The Missouri River was expected to crest in northwest Missouri this weekend, but more concern was focused on the Mississippi River, where more significant flooding was expected in northeast Missouri the middle of next week.
“We definitely need volunteers,” said Jeff McReynolds, emergency management director for Canton, a city of about 2,500 residents located along the Mississippi in northeast Missouri.
He said Canton has a 3-mile earthen levee around the community, and about 100 volunteers were already working to construct a wooden frame at the levee, wrap it in plastic and begin backing it up with sandbags. They hoped to place perhaps 800,000 sandbags before next Wednesday when the river is expected to crest at more than 26 feet, about 12 feet above flood stage.
“Our current plan of attack is to raise the levee about 2½ feet with sandbags and batterboards,” he said. Volunteers were being checked in near the site of an old grocery store in town.
Canton, along with some other Missouri communities, was also posting Internet updates to keep residents informed.
In St. Joseph, a city of about 74,000 residents in northwest Missouri along the Missouri River, about seven to nine homeowners were voluntarily evacuated in recent days. Roughly 4,000 sandbags had been filled, but not placed around the city, and the community has the capacity to fill about 75,000 sandbags if needed.
“It’s a little edgy, but nothing that would require immediate action,” said Mary Robertson, communications manager for the city.

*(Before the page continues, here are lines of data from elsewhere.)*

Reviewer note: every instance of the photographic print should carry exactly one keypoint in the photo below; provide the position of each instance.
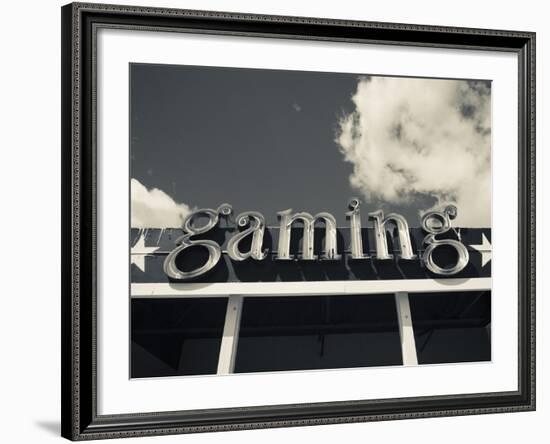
(276, 221)
(297, 220)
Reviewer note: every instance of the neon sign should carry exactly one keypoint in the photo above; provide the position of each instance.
(252, 223)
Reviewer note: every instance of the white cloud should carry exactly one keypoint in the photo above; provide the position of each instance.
(428, 136)
(154, 208)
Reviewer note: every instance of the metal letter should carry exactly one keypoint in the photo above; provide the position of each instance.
(286, 220)
(257, 228)
(442, 224)
(381, 239)
(214, 250)
(355, 229)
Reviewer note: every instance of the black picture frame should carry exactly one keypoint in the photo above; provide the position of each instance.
(79, 208)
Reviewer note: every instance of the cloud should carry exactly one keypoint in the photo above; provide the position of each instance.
(422, 136)
(154, 208)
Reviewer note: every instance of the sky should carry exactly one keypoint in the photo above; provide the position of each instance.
(269, 140)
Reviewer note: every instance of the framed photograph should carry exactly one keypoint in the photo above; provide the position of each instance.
(280, 221)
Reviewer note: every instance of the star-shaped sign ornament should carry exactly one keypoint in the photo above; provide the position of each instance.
(139, 251)
(485, 249)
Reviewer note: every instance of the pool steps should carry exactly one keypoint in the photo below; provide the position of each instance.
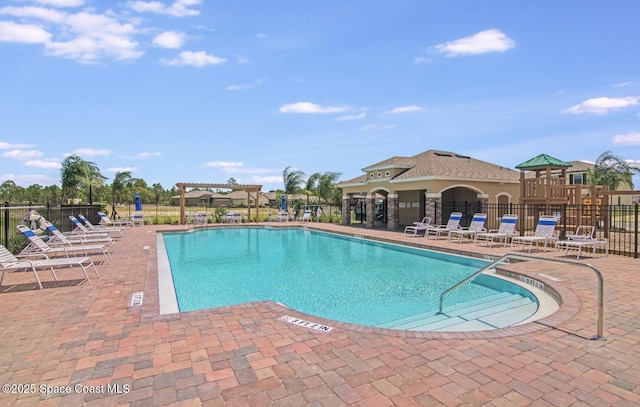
(496, 311)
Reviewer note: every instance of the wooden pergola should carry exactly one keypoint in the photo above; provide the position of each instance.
(182, 187)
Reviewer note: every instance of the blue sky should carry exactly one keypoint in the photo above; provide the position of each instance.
(203, 90)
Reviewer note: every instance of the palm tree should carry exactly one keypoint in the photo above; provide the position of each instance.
(120, 185)
(327, 186)
(312, 185)
(292, 180)
(613, 171)
(77, 174)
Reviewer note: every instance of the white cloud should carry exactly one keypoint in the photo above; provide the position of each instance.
(352, 117)
(601, 105)
(246, 86)
(405, 109)
(169, 39)
(311, 108)
(22, 155)
(248, 170)
(141, 156)
(50, 164)
(61, 3)
(84, 36)
(628, 139)
(7, 146)
(422, 60)
(198, 59)
(480, 43)
(91, 152)
(114, 170)
(179, 8)
(38, 13)
(27, 180)
(377, 127)
(224, 164)
(24, 33)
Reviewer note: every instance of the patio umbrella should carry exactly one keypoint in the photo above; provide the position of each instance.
(138, 203)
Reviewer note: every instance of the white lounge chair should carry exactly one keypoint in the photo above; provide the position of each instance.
(306, 216)
(544, 233)
(112, 230)
(9, 262)
(80, 229)
(452, 224)
(37, 245)
(106, 221)
(424, 224)
(476, 226)
(59, 238)
(137, 219)
(283, 216)
(583, 237)
(505, 231)
(199, 218)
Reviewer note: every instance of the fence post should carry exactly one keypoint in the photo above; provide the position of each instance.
(6, 224)
(635, 242)
(563, 234)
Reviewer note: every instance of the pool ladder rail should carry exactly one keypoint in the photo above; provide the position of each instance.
(600, 285)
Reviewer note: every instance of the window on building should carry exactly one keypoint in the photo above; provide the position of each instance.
(577, 179)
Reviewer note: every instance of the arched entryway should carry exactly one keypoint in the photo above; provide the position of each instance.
(378, 209)
(463, 199)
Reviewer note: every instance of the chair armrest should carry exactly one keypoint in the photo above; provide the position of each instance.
(32, 255)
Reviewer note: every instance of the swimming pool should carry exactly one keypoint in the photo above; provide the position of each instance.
(336, 277)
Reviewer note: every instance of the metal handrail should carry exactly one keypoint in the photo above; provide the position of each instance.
(600, 288)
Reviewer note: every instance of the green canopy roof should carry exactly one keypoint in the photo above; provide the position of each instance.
(542, 160)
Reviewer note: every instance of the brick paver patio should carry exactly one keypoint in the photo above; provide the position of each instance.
(86, 345)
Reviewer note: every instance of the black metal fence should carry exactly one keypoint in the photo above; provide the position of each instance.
(13, 215)
(619, 224)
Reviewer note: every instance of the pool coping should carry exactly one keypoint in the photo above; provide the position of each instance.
(156, 284)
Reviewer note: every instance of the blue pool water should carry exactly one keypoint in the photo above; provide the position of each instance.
(331, 276)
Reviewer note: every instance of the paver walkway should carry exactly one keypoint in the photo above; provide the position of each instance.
(86, 345)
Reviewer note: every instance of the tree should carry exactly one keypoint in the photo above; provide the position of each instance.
(8, 191)
(312, 185)
(121, 184)
(327, 186)
(292, 179)
(613, 171)
(77, 174)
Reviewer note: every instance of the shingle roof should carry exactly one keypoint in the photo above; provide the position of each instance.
(541, 161)
(445, 164)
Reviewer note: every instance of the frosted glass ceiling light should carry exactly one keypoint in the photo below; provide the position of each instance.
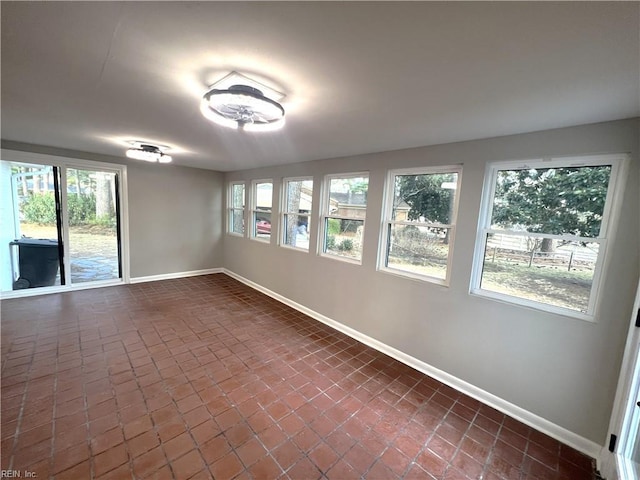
(148, 153)
(240, 106)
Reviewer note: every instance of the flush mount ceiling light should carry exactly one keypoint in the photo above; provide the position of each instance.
(242, 105)
(148, 153)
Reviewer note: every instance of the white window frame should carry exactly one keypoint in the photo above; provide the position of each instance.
(607, 228)
(231, 210)
(284, 212)
(253, 231)
(326, 214)
(387, 222)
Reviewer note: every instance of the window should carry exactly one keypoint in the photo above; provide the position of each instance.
(236, 208)
(344, 212)
(543, 232)
(419, 221)
(296, 210)
(261, 210)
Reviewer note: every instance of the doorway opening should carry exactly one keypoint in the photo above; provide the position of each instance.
(61, 224)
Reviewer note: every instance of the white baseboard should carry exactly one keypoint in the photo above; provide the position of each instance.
(170, 276)
(561, 434)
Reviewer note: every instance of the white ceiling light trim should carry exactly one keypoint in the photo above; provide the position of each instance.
(242, 105)
(148, 153)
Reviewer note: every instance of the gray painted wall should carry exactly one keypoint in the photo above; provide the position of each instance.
(175, 213)
(562, 369)
(175, 219)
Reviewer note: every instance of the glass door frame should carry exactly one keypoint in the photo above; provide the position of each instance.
(625, 418)
(63, 164)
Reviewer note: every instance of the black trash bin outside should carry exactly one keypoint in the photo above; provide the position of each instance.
(38, 262)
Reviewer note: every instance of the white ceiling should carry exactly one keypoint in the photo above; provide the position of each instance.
(358, 77)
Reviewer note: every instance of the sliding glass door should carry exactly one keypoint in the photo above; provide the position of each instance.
(60, 224)
(92, 225)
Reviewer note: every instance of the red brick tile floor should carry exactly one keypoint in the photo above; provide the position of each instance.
(206, 378)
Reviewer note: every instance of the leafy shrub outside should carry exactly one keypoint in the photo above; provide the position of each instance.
(41, 209)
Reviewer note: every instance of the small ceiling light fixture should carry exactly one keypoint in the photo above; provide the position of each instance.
(242, 105)
(148, 153)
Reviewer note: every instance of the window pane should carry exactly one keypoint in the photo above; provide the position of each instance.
(92, 216)
(348, 197)
(299, 194)
(567, 200)
(296, 231)
(344, 237)
(264, 195)
(544, 270)
(263, 224)
(237, 194)
(428, 198)
(236, 221)
(420, 250)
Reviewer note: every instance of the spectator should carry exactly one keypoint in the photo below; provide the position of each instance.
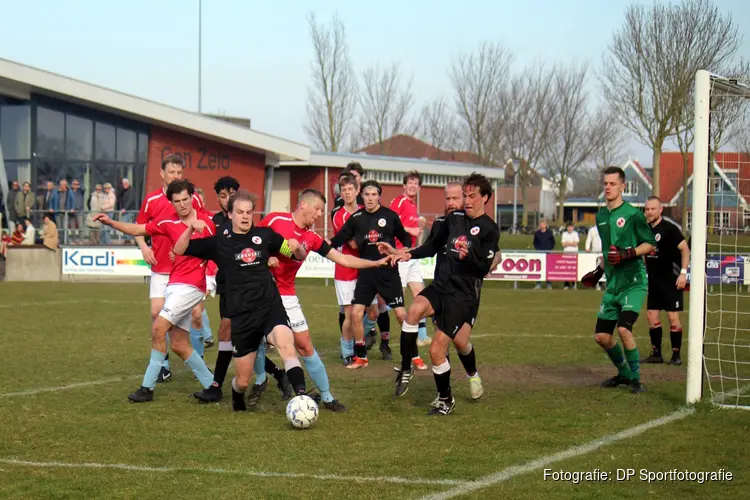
(108, 207)
(544, 241)
(78, 195)
(10, 203)
(24, 203)
(95, 207)
(29, 235)
(50, 237)
(570, 242)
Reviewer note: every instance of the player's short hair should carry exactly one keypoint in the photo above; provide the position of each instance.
(178, 186)
(412, 174)
(372, 183)
(173, 160)
(479, 182)
(614, 170)
(241, 195)
(311, 193)
(346, 179)
(226, 184)
(355, 166)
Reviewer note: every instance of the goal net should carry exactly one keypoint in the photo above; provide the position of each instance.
(719, 359)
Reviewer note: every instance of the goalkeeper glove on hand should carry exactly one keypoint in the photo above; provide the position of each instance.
(617, 256)
(591, 279)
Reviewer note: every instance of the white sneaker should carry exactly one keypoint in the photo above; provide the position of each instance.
(475, 386)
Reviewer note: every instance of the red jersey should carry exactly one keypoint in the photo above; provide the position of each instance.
(342, 273)
(185, 270)
(283, 224)
(157, 207)
(407, 212)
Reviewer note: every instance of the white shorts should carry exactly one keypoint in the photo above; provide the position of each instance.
(294, 312)
(410, 272)
(158, 286)
(345, 292)
(179, 304)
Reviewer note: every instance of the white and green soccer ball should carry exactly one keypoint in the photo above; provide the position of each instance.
(302, 411)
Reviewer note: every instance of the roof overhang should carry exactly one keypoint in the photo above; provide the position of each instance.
(395, 164)
(21, 81)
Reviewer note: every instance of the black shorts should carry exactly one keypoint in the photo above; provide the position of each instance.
(451, 312)
(223, 312)
(662, 297)
(385, 282)
(250, 328)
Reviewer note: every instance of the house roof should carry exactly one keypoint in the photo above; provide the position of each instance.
(393, 164)
(21, 81)
(406, 146)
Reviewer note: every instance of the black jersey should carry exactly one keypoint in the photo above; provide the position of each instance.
(219, 220)
(369, 228)
(665, 263)
(481, 236)
(249, 284)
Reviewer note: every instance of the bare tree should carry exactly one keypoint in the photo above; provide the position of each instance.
(524, 123)
(385, 105)
(438, 125)
(652, 61)
(332, 97)
(574, 134)
(478, 80)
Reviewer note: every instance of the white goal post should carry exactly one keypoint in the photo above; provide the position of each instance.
(719, 316)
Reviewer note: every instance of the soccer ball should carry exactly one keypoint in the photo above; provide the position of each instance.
(302, 412)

Flood stage in St. Joseph is 17 feet, and the Missouri River was expected to crest there Saturday morning at 26.5 feet. She said the city closely monitors the river when it’s at that height but said the river must reach about 29 feet to lead to significant problems. It’s not predicted to get that high.
The U.S. Army Corps of Engineers began closing several locks on the Mississippi River. Lock 16 at Muscatine, Iowa, was to close Thursday, to be followed by others in coming days that stretch roughly 220 miles south along the river, ending at Lock 25 at Winfield on Monday.
“We have to protect large electric motors and other electric components. As you know, that stuff doesn’t play well with water,” said Alan Dooley, a spokesman for the corps office in St. Louis.
He said the motors move large gates or open and close valves that allow water to flow in and out of the locks. He noted the corps only closes the locks, not the river itself, but said, “As the locks are closing from the north to the south, you lose the ability to navigate the river.”
Jim Kramper, a meteorologist with the National Weather Service in Weldon Spring, said parts of northern Iowa and Wisconsin received up to 10 inches of rain late last week.
“A lot of that rainfall was the trigger for what we’re seeing now,” he said.
He said rivers are full from the wet winter and early spring. A slow moving system will travel through the Midwest, with 1 to 4 inches of rain predicted through Saturday, he said.
“Two inches of rain shouldn’t cause rivers to jump,” he said, “but it isn’t going to help.”